Kendler and Baker (2007) recently reviewed the findings of 55 independent studies on the genetic influences on ‘environmental factors’ that are of etiological importance for psychiatric (dys)functioning. The overall weighted heritability estimate across all environmental factors was 0.27 (range: 0.07–0.47). An essential limitation of this study put forward by the authors themselves is the possibility of publication bias with respect to the studies included in the review, i.e. studies showing genetic control on external factors might be more likely to be accepted for publication than studies reporting on the absence of genetic influence. Because environmental factors are also involved in other domains, it is important to systematically study external factors that are relevant outside the psychiatric domain as well.
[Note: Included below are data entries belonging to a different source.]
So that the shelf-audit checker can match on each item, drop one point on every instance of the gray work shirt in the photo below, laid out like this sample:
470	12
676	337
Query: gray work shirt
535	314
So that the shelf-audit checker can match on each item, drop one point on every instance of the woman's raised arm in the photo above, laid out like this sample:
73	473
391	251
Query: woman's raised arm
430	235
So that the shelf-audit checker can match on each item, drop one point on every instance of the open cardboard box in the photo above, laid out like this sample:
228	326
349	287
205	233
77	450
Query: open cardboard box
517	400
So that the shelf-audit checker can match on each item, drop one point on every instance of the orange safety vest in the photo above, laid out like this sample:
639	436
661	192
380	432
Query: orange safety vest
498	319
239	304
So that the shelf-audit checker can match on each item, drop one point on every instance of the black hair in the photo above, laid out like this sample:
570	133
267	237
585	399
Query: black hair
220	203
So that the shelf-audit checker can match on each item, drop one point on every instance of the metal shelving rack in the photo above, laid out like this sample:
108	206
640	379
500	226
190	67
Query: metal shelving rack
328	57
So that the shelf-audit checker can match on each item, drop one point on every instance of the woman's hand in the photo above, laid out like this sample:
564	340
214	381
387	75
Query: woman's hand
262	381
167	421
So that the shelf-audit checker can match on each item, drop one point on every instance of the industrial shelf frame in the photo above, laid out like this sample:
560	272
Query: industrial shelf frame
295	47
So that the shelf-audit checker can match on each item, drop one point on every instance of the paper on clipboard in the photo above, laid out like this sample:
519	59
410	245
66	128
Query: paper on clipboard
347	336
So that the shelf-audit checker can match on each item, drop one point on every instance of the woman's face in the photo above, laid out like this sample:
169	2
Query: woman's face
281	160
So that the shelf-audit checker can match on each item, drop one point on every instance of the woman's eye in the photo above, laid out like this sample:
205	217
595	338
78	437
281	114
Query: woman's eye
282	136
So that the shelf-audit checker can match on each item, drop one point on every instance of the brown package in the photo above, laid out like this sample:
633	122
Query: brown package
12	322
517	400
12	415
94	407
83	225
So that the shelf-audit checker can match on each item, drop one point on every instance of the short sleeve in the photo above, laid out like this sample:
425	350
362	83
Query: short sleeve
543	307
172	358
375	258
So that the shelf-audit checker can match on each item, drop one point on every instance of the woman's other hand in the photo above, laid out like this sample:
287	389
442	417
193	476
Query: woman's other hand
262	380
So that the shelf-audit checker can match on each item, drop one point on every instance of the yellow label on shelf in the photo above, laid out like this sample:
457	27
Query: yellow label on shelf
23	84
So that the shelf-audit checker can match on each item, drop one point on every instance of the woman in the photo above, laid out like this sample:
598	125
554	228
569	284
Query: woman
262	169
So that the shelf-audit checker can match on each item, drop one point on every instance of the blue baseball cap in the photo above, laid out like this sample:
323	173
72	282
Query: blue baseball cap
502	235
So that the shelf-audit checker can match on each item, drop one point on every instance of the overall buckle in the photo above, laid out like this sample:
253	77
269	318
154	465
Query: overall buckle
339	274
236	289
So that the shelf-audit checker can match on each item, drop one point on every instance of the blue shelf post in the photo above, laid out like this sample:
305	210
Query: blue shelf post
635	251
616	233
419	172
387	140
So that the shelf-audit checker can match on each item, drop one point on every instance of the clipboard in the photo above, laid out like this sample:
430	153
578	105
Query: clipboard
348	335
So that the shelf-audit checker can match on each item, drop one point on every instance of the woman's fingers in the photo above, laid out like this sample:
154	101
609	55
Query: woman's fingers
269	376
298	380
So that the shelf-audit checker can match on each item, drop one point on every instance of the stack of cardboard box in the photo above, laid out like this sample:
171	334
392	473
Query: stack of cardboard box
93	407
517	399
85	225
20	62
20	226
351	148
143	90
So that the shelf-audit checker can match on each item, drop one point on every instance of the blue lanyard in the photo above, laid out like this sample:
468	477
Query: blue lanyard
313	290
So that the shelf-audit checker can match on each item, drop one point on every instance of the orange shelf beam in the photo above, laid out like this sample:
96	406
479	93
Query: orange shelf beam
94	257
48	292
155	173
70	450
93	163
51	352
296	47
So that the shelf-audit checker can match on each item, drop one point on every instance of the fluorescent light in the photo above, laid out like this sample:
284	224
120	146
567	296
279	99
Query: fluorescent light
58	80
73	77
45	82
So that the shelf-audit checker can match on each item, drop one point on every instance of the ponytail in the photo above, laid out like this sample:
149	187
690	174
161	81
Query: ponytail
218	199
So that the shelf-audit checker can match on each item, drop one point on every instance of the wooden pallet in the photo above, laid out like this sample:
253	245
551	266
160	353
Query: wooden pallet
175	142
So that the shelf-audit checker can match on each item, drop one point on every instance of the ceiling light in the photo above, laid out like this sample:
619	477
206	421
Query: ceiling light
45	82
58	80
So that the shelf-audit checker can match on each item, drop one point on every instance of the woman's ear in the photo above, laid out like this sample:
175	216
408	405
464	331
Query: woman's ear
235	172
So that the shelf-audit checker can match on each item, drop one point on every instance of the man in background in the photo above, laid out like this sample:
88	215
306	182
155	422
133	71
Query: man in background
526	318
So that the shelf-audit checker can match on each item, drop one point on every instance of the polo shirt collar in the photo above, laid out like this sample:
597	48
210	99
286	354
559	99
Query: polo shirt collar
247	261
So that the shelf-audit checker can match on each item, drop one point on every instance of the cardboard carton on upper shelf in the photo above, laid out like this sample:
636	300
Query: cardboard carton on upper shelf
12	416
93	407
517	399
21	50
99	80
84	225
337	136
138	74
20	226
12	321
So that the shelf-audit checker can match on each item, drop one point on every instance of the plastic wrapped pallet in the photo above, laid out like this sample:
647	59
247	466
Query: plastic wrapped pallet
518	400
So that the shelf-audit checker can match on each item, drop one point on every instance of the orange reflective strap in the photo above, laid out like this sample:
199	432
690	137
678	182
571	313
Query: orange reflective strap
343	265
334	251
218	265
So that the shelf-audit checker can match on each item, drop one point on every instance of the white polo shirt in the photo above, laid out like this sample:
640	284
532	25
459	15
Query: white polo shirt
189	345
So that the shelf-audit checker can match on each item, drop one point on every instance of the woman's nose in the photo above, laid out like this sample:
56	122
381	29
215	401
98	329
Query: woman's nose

Measured factors in the domains of Childhood Environment, Social Environment and Behavior, Leisure Time Activities and Life Events, all generally labeled as environmental, have been hypothesized to contribute to individual differences in various complex traits. The goal of the present study is to test the hypothesis that these factors are not randomly distributed across the population but reflect heritable individual differences.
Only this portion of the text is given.